Shut Down LD50 announced earlier this week that the tenants had been evicted by the landlord.

“The Shut Down LD50 campaign can happily disclose that the landlord of the LD50 Gallery has asked the tenants, Lucia Diego and Alexander Moss, to vacate the premises," it said in a press release.

“The gallery sign has been taken down from the building at 2–4 Tottenham Road, Dalston, London, and there is no indication that any future events will be taking place in the space. As of April there will no longer be a racist cultural centre operating in Hackney.”

A spokesperson for the group, Andrew Osborne, told The Independent a neighbour had informed him that the landlord had given Ms Diego notice to leave the premises, and that they had been ordered to move out on 1 April.

Ms Diego, who has owned the gallery since early 2015, denied these reports, but said the it had remained shut for a month due to attacks on the property.

“There are reports going about saying that we’ve been evicted but that is not true," she said. "The landlord knows what’s happening and we’ve filed police reports together about the vandals. He’s just concerned about vandalism against his building.

“The gallery is here, but unfortunately we are closed since the attacks begun and I don’t know when we will be able to resume. The police have told us that for the time being it’s not safe to be around, so we haven’t been able to work in the office or anything.

“It’s a month now that we haven’t been able to do our next exhibition. They’re attacking the space because they think we are a racist gallery, but we have only done a show with alt-right people once."

When asked about the exhibition and event in question, Ms Diego said it observed "what happened with the presidential election in America" and was not intended as a political statement.

While she admitted that the gallery had played host to alt-right speakers, she claimed the protesters had "not listened" to what they said during the event.

“We opened the gallery with the idea of looking at the impact of the Internet on society and the world, so most of our shows had dealt with that subject," Ms Diego said.

“In the last exhibition we looked at what happened with the presidential election in America.

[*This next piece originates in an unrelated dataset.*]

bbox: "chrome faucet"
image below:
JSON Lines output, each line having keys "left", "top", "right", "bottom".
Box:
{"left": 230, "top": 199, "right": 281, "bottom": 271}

We did these talks in the gallery, and did an exhibition based on all the Internet content that was generation in alt-right forums, on Facebook and Twitter and other platforms."

She added: “It was the first time we’d displayed anything political before. It was just merely because it was happening online over the last year and we find it very interesting that all these online platforms were discussing this idea, so we thought we’d curate a show that studies what’s happening online.

“People are also angry that we hosted talks in the gallery by some alt-right figures. But instead of listening to the talks the speakers gave, they are looking at these people’s biographies and trying to find the most outrageous thing they’ve said or done in the past."

Speakers at the conference included Nick Land, an English philosopher who has been associated with the alt-right and other right-wing movements, as well as Brett Stevens, who has previously praised Norwegian mass murderer Anders Breivik.

When asked for her political views, Ms Diego said she did "not support the liberal agenda", but was "not an alt-righter at all".

She said she had not read enough to enable her to make a decision on the movement and that she was looking at it as a "form of study, but not as a form of sympathy".

Police are reportedly investigating the alleged criminal damage on the property.